Hochschule für Musik und Theater Rostock, Foyer

Wenn Sie meinen, diese Oper noch nie gehört zu haben, dann irren Sie: Die Arie Lascia ch’io pianga ist eine der Top-10-Hits für Sopran im gängigen Opernrepertoire. Aber die gesamte Oper steht selten auf den Spielplänen. Warum eigentlich? 1711 als erste auf Italienisch geschriebene Oper für das englische Publikum von Händel komponiert, hat er viele seiner eigenen anderen Werke darin zitiert. Rinaldo wurde dann auch die populärste seiner Opern, während er noch lebte. Nach seinem Tod 1731 wurde sie über 200 Jahre vergessen.

Nun wird gerade Rinaldo an der Hochschule für Musik in Rostock ausgewählt, um den Studierenden der Gesangs- und Instrumentalklassen die Möglichkeit zu geben, praktische Erfahrungen zu sammeln, was alles dazugehört, eine Produktion von der Pike auf zur Bühne zu bringen. Praxis pur. Um allen Studierenden eine Auftrittsmöglichkeit zu geben, sind sechs Aufführungen mit zwei Besetzungen angesetzt – ein ambitioniertes Projekt für die Hochschule.

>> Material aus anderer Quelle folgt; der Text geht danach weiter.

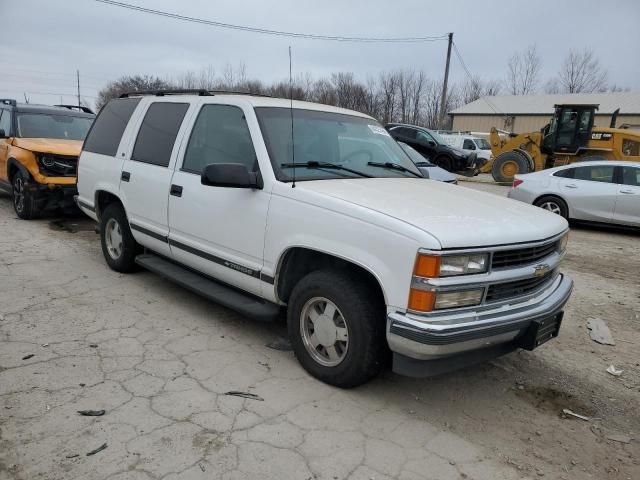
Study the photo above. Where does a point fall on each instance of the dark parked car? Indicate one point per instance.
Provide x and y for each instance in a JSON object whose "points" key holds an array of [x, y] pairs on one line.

Die Handlung von Rinaldo basiert lose auf Torquato Tassos Gerusalemme Liberata in der Zeit des Ersten Kreuzzuges. Der adelige Ritter Rinaldo will seine geliebte Almirena, Tochter des Feldherren Goffredo, heiraten. Zuvor muss er sich aber beweisen, indem er an der Belagerung von Jerusalem teilnimmt, die von seinem Schwiegervater in spe geleitet wird. Armida, Königin von Damaskus, will aber verhindern, dass die Bewohner der Stadt sich zum Christentum von Goffredo bekehren lassen. Es finden allerlei Zaubereien, Entführungen, Verwirrungen und Verwechslungen statt, bevor es zum Happy End kommt und die Paare sich finden. In der Rostocker Fassung ist das Ende an unsere heutigen Tage angelehnt – alle Integrationsmaßnahmen sind erfolgreich.

POINTS OF HONOR

Musik



Gesang



Regie



Bühne



Publikum



Chat-Faktor



Jasmin Solfaghari, die auch für die Ausstattung und Lichtregie verantwortlich zeichnet, macht das Beste aus einem Mini-Budget in einer sehr ansprechenden Kulisse: Das Foyer des ehemaligen Katharinenklosters ist mit seinen hohen Decken und dem offenen Ziegelwerk der ideale Raum für ein Stück, das in der frühen christlichen Zeit stattfinden soll. Da braucht es nur noch gute Einfälle, die Solfaghari auch zuhauf hat: Kleine Orientteppiche und einige Stühle, um die Atmosphäre des Orients zu zaubern, lange Seidenbahnen, die die lieblichen Winde darstellen und anschließend Räume trennen. Ihre ausgeprägte atmosphärische Lichtregie geht Hand in Hand mit den Emotionen, die besungen werden.

Foto © Mirco Dalchow

Auch wenn sie „nur“ Studierende der Gesangs- und Instrumentalklassen der Hochschule für Musik Rostock sind, werden sie so sorgfältig musikalisch von Christian Hammer und szenisch von Jasmin Solfaraghi geführt, dass sie hier genannt werden sollen:  Yumi Tatsumiya ist eine Rinaldo, die keine Scheue hat, ihre Ergriffenheit als junger Ritter zu zeigen – zerrissen zwischen seiner Pflicht als Ritter und seiner Liebe zu Almirena, hier von Sopran Friederike Kühl grazil verkörpert. Ihr Vater, der Feldherr Goffredo, wird von Mezzo Alina Behning und ihr Bruder Eustazio von Annika Sofia Westlund dargestellt – beide Hosenrollen vielleicht noch etwas ungewohnt für die jungen Sänger. Händel wusste schon vor 300 Jahren, dass das Anderssein das „Salz in der Suppe“ ergibt – auch gesellschaftspolitisch. In diesem Werk sind es der Bariton Jaehwan Shim als König Argante von Jerusalem und Armida, Zauberin und Königin von Damaskus, die von Jinjoo Kwak interpretiert wird. Beide Sänger verstehen ihre Rollen und kosten die vielen Regiedetails voll aus, zur großen Freude des Publikums. Dritter in diesem Bund ist der christliche Zauberer, hier von Shinhyung Kim mit großer Bühnenpräsenz verkörpert.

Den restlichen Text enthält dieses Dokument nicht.